This weeks’ blog is about love.
You may well ask what love has to do with literacy and learning. A lot, as it turns out.
Our booklet Love Grows Brains explains how the experiences we give our children in the first three years of life lay the foundation for lifelong learning. It describes how loving care is not only important, but is necessary, for a baby’s brain to grow.
This is one conclusion that all the research on early childhood development agrees on. When a baby feels safe, secure, and loved, all her senses are open to the world, and her brain grows.
What does love look like? It looks like the everyday things most people naturally do with their child, such as cuddling, rocking, cooing, playing, reading, talking, and singing. It’s a mother smiling at and talking to a newborn baby. It’s a father holding his baby and telling him about his day.

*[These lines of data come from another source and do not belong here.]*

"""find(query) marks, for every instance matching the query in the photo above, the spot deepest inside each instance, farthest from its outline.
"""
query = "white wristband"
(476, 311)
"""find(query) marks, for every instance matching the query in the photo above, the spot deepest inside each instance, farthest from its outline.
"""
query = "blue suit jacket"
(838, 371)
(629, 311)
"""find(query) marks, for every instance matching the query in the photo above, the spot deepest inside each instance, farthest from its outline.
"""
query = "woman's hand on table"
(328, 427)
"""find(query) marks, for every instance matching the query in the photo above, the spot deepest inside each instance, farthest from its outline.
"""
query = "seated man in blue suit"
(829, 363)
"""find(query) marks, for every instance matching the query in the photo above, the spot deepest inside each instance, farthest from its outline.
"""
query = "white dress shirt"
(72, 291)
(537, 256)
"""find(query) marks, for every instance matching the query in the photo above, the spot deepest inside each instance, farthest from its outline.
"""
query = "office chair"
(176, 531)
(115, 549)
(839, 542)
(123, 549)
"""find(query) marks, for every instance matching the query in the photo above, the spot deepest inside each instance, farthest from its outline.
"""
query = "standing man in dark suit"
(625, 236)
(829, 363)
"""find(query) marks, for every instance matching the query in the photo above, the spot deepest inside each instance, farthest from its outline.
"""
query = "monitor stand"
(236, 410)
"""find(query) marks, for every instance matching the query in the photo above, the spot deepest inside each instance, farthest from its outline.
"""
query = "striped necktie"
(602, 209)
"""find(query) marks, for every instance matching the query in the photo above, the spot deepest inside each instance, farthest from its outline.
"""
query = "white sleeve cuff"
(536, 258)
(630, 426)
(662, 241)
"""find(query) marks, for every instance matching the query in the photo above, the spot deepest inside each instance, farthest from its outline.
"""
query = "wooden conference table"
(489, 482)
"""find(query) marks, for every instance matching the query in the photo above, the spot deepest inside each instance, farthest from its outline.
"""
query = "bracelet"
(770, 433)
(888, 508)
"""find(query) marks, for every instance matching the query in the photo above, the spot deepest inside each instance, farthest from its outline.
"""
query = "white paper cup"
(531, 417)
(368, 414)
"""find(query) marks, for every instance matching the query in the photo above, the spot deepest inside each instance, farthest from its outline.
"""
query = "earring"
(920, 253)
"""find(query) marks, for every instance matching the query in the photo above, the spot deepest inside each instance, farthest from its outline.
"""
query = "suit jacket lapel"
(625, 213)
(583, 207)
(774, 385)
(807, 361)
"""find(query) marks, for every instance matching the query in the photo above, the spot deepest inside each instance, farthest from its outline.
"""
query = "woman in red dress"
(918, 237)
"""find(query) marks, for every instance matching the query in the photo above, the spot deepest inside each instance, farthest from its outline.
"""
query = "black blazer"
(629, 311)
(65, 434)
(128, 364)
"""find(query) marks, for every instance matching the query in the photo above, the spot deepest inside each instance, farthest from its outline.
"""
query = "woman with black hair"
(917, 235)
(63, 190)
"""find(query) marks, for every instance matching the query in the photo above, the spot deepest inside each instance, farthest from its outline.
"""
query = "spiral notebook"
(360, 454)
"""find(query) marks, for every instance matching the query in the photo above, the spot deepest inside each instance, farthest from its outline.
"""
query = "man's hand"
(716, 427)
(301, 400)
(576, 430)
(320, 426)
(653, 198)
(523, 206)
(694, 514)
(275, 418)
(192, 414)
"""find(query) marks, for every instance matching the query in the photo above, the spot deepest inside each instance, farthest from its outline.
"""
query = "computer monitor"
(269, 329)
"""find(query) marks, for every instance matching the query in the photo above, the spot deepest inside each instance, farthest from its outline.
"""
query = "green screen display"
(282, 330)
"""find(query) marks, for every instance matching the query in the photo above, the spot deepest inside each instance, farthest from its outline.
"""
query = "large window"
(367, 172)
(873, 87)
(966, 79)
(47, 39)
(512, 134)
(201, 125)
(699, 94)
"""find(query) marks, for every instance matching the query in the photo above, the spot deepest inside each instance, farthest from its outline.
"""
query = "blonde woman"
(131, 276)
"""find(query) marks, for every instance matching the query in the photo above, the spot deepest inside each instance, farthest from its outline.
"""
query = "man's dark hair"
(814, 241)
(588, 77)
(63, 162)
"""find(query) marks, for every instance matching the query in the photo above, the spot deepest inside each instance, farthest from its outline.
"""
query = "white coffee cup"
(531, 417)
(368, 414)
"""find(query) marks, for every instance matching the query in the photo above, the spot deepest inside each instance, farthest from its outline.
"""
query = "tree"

Sometimes, when our lives are too busy, or we don’t have enough food, or we feel hurt or overwhelmed, it may be hard to show our love. That’s when we need the support of family, friends, and community. That’s one reason “it takes a community to raise a child.”
Yellowknife hosts the NWT Wellness Conference this weekend. The keynote presentation is “Walking the Four Directions of Love”, by Pahan Pte San Win (formerly known as Rita Chretien). We can always learn to love more. We owe it to our children.
The NWT Literacy Council will have a table at the conference, where we will have free copies of Love Grows Brains and many of our other resource materials. If you are not in Yellowknife, you can download Love Grows Brains or call us to have a printed copy mailed to you.
If you're not in Yellowknife, consider having a wellness conference in your own community. This weekend’s conference is organized and run entirely by volunteers. Except for the keynote speaker, all of the presenters are from the NWT. The conference started small. Give it some thought.